Q: I want to maintain highlights to break up the flat, solid brown that I'd otherwise have with single-process monthly color
needed to cover grays. My stylist, whom I've been going to for years, tells me that she highlights only the "new growth" (uses foils),
but I've been doing this for almost 9 months to a year now, and there are a couple of issues: I don't think it's really possible to
just highlight new growth (roots). Do you?
Some of the blonde pieces are getting way too washed-out & bleached-out blonde looking. The
highlights now just extend about halfway down the length of my hair, which looks a bit odd. Another issue is that, with highlights
being added on top of highlights, month after month, the overall shade of my hair is lighter & lighter & seems to be in need of breaking
up with some brown streaks now! When I've suggested mixing highlights & lowlights, my stylists seems averse to this. Why would this be?
We do the same thing each month. New highlights and then color deposited with a brush, before
I'm put under the dryer, to cover grays. My hair feels so coarse, even though I use a quality moisturizing shampoo & conditioner.
Do I need to take a break from highlights? Should I suggest highlights with lowlights again? I
loved the look of highlights, but I want them to look right. I also want my hair to look & feel healthy. I don't seem to have either of these going on for me right now!
A: Actually, a practiced stylist, who is proficient with the foiling technique can easily isolate and target only the new growth of
This being said, it is possible that your stylist is not as proficient as she may have you believe.
It is possible that she has managed to isolate the highlighted hair, but it sounds as though she is continuing to lighten the hair that
has already been highlighted when she does the retouch service.
The aversion to performing both highlights and lowlights could also signal a lack of confidence in
her skills with the foil color application. I know that you have been seeing the same stylist for a number of years, but you may want to consider trying out a new stylist.
It is very easy for a stylist and client to fall into a routine and these can often be difficult to
break out of. However, it does sound as though your hair needs some very intense conditioning and damage repair, and you may have a
difficult time convincing your stylist to give you the service you want and that your hair needs.

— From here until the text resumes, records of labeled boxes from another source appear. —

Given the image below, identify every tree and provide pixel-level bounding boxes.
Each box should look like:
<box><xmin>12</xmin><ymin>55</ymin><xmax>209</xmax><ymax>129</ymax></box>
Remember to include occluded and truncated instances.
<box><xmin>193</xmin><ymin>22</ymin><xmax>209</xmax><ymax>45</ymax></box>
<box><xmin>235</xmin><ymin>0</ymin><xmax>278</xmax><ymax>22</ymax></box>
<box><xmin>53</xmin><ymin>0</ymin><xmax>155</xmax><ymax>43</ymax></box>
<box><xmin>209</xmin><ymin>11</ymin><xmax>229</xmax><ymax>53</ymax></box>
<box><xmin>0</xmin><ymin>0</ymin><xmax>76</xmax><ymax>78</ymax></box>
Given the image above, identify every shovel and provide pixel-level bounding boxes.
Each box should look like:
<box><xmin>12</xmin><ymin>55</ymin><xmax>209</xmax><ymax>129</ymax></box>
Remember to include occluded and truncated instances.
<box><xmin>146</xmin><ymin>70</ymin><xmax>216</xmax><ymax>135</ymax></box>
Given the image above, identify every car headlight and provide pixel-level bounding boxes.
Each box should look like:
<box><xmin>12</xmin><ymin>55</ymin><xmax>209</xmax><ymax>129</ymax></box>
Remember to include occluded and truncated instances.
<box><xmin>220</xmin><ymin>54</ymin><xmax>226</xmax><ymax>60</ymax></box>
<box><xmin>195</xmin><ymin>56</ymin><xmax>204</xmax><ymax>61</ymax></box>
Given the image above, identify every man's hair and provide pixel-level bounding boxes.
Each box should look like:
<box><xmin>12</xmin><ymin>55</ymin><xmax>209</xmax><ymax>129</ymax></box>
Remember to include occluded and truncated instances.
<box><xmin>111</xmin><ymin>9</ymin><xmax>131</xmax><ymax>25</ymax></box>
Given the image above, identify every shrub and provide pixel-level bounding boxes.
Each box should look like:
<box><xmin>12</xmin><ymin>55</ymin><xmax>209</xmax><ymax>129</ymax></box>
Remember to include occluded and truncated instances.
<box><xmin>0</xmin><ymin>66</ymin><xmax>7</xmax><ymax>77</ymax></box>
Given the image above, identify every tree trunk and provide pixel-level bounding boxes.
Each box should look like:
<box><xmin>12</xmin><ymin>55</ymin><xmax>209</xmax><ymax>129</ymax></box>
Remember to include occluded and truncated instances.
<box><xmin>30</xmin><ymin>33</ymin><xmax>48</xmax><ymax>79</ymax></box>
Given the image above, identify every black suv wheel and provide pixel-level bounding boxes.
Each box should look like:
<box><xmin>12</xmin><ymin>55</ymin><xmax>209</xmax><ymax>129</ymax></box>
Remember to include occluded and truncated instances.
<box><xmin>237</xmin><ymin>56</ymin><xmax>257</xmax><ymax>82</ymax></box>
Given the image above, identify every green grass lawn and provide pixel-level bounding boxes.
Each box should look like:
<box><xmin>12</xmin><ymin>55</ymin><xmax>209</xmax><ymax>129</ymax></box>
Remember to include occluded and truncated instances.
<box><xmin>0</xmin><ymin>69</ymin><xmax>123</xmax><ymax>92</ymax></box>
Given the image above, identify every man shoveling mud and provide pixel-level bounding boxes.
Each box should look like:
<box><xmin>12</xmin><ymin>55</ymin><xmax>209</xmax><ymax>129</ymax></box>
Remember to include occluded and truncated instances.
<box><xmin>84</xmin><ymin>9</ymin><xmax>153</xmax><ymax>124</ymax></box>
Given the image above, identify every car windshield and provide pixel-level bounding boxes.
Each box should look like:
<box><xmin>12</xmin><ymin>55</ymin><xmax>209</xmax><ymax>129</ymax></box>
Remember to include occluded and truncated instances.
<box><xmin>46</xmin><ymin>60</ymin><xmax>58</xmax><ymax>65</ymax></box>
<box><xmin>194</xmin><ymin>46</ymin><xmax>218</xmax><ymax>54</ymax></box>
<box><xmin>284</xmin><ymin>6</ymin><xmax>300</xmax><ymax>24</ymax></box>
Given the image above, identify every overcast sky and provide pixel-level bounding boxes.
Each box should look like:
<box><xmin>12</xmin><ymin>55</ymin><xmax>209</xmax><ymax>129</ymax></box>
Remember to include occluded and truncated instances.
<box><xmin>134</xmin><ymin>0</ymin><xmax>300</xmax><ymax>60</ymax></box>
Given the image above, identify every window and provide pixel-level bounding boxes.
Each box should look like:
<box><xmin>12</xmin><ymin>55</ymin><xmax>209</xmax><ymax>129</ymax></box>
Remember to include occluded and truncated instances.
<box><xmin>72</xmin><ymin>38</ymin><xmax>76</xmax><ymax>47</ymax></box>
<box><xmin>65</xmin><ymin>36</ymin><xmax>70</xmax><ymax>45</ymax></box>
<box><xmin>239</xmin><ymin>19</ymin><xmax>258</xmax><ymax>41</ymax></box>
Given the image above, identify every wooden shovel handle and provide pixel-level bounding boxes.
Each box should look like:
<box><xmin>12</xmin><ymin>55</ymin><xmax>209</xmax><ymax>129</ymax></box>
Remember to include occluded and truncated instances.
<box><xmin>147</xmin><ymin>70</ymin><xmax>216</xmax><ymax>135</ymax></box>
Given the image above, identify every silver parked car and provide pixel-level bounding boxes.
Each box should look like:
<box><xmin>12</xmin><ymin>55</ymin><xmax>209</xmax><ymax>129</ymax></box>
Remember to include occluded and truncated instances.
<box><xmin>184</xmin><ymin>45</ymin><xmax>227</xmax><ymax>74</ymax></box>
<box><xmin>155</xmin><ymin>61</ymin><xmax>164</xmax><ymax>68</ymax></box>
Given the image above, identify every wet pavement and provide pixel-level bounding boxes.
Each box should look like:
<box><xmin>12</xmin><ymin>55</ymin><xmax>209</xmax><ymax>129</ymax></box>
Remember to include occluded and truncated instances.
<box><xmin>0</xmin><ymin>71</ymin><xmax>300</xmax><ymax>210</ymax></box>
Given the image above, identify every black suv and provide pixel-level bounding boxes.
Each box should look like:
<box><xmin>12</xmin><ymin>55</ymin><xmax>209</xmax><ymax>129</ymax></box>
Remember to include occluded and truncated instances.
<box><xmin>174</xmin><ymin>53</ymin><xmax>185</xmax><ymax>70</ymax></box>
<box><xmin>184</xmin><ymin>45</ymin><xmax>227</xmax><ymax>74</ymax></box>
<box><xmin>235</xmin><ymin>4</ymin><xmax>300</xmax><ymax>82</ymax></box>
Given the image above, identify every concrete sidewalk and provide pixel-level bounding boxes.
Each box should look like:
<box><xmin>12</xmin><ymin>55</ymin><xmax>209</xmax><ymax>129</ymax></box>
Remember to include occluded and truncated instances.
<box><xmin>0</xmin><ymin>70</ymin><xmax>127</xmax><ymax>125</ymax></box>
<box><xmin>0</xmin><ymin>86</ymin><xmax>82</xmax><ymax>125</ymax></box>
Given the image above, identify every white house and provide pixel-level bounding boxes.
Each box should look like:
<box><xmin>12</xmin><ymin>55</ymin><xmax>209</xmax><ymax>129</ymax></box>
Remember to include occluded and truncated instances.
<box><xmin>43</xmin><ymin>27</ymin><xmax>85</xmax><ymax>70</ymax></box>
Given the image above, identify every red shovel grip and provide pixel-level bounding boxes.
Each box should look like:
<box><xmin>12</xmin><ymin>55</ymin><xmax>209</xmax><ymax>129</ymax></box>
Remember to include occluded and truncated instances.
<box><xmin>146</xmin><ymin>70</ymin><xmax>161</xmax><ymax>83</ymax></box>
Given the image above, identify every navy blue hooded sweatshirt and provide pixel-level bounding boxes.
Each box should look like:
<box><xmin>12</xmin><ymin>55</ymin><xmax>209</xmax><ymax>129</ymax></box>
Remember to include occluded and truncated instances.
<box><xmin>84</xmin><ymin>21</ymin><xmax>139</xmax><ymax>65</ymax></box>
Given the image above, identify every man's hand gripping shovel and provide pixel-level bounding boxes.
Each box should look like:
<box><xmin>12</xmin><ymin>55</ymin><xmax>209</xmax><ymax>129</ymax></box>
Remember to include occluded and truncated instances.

In the meantime, do take it upon yourself to give your hair some deep conditioning. Select a
moisture rich conditioner and apply it to the hair, then cover it with a plastic cap. Wrap the head in a towel that has been warmed in
the clothes dryer and leave the conditioner on the hair for at least twenty minutes. After time has elapsed, rinse the conditioner from the hair using cool water.
Do this at least twice a week until you find your hair is returning to a healthier-looking and feeling state.